The modulation of the morphological characteristics of hollow mesoporous silica microspheres (HMSMs) plays a crucial role in determining their properties and subsequent applications. In this study, emulsion polymerization was used to fabricate polystyrene microspheres (PSMs) as the primary templating agents. The HMSMs were then successfully synthesized by employing tetraethyl orthosilicate (TEOS) as the silica precursor, with electrostatic interactions driving the process. A range of characterization techniques, including Fourier Transform Infrared Spectroscopy (FT-IR), Brunauer–Emmett–Teller (BET) surface area and porosity analysis, and Transmission Electron Microscopy (TEM), were employed to provide a comprehensive assessment of the PSMs and HMSMs, focusing on their size distribution, structural integrity, and functional properties. The results highlight the importance of the TEOS to PSMs mass ratio, with an optimal value of 0.75. This synthesis yielded HMSMs characterized by exceptional dispersibility and uniformity, with an average diameter of 336.33 nm and a shell thickness of 14.52 nm.
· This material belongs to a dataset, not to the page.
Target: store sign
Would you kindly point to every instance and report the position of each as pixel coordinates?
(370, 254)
Furthermore, the study elucidates the detailed mechanisms of morphological regulation during HMSMs synthesis, driven by the precise control of PSM, TEOS, and cetyltrimethylammonium bromide (CTAB) concentrations. Due to their unique porous structure, tunable pore size, large surface area, and excellent dispersibility, HMSMs show great potential for a wide range of applications, including drug delivery, catalysis, adsorption, and environmental remediation.